Lemon Lentil Kabocha Squash Stew variations:
You can use any kind of winter squash that you prefer. For example butternut squash, delicata, carrots, or buttercup squash.
- 1 cup sprouted lentils
- 3 cups of filtered water
- 2 cups kabocha squash cut into large chunks (only peel if the squash is not organic)
- 4-6 inches of kombu cut into 1-inch squares
- cumin to taste
- chili powder to taste
- sea salt to taste
- tamari to taste
- black pepper to taste
- garlic herb seasoning to taste
- juice of 1 lemon
- 2 tablespoons of avocado oil (optional to garnish)
- avocado (optional topping)
- sprouted sunflower or pumpkin seeds (optional)
- quinoa or brown rice to serve on the side (optional)
- cilantro or parsley to garnish (optional)
- Slice the kombu 1-inch by 1-inch squares, and place in a heavy pot with a heavy lid.

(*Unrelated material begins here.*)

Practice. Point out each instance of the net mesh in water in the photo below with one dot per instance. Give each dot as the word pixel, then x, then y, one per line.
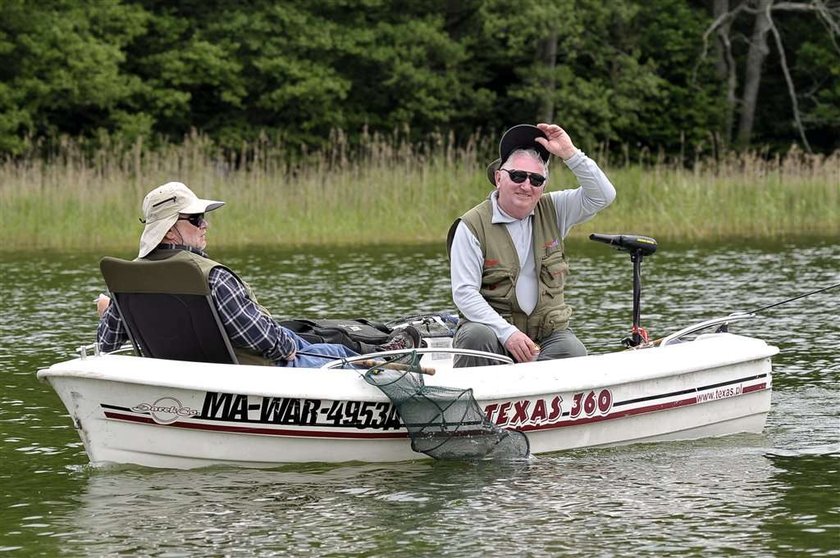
pixel 445 423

An enameled cast iron works well.
- Add in the filtered water and bring to a boil, add in the lentils for 4-min and boil.
- Turn heat to low and simmer for about 10 minutes.
- Cut your squash into 2-inch pieces, and place in the pot with the lentils for another 10 minutes or until tender.
- Add in your lemon juice and spices last.